Rank-and-file militants seen as most attracted to the government's plan, though leaders remain elusive.
In the four months since the government of Jammu and Kashmir (J&K) unveiled an amnesty plan for jihadi extremists, more than 100 Kashmiri youth have surrendered along with their weapons, according to state Revenue, Relief and Rehabilitation Minister Raman Bhalla.
"In one case we had a militant who returned after 20 years. It is clear the people want change," he told Khabar South Asia.
The programme, launched in February, seeks to persuade thousands of separatists, many of whom who crossed over to Pakistan in the 1990s, to return and begin civilian life.
"Anybody who is willing to give up guns and return is welcome," said India's Home Minister, P. Chidambaram, as he announced the offer.

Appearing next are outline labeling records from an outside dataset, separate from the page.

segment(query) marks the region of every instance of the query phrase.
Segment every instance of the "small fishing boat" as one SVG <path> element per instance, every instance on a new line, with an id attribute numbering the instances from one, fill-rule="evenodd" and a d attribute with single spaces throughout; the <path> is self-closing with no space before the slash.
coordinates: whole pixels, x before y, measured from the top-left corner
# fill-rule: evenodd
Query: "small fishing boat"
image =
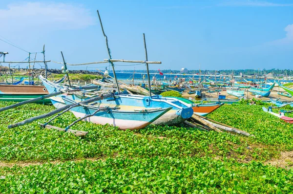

The administration of J&K Chief Minister Omar Abdullah decided to go ahead with the amnesty after an earlier move, described as a "confidence-building measure" aimed at winning hearts and minds among disgruntled Kashmiri youth, proved fruitful.
In October, coinciding with Eid celebrations, Abdullah's government extended an olive branch to more than 1,500 young Kashmiris who had been indicted for throwing stones at Indian security personnel during anti-government protests in 2010.
"The success with the 'stone throwers' gave us the inspiration to work in union with the federal government to expand it to all militants," Nasir Ahmed Wani, the J&K minister for Home, Housing and Urban Development, told Khabar.
Terrorism stigma makes some reluctant to return
Despite such successes, however, officials say the surrender rate has been lower than expected. According to a representative of the local attorney's guild, some are reluctant to lay down their arms because they do not want to feel they are terrorists.
Militants and their sympathisers feel that "the boys who return to surrender should be viewed not as terrorists but as freedom fighters. They should be treated with more respect by the government", J&K Bar Association spokesperson Pervez Bhatt told Khabar.
One notable setback occurred when three men wanted in connection with the Delhi High Court bombing of September 2011, in which sixteen people were killed, offered to surrender but then went back on their word.
Aamir Kamal (alias Akram), Junaid Akram Malik (alias Umair) and Shakir Hussain (alias Chotta Hafiz) were believed to be hiding out in the northern part of the state, with each under a Rs 1m bounty ($18,455) placed by the National Investigation Agency, a federal anti-terrorist force. All three are suspected of belonging to the home-grown Kashmiri militancy group Hizbul Mujahideen.
Though exact reason for their change of heart is not known, officials say they may have gotten cold feet due to a recording that found its way to the press.
According to Garib Dass, deputy inspector-general for the Ramban-Doda-Kishtwar range, one of the wanted men had told the police-appointed negotiator that he would surrender the next day. "This was apparently taped and the tape was leaked to the local media. We had no role in this," Dass told Khabar.
The authorities acknowledge that they are not satisfied with the relatively slow response to the amnesty.
"We are reviewing the plan with the J&K government and are addressing some of the problems, which are perceived by officials in both New Delhi and Srinagar," Bhalla, the state official, said.
Rank and file feels the brunt
According to some analysts, it is the rank-and-file militants who are most attracted to the amnesty offer, while the leaders of extremist organisations remain at large.
"The ones who are surrendering are the foot soldiers," Khursheed Wani, an experienced journalist who has been covering militancy for over two decades, told Khabar. "Even that is significant because these are the men who actually carry out the operations."
Minister Wani, meanwhile, voiced confidence that the amnesty will continue to gain momentum. "The fact that more than 100 militants have returned and have slipped into the mainstream is proof enough that there exists a yearning for peace. We are confident that the amnesty scheme will find more acceptance with the passage of time. After all, it’s only four months old."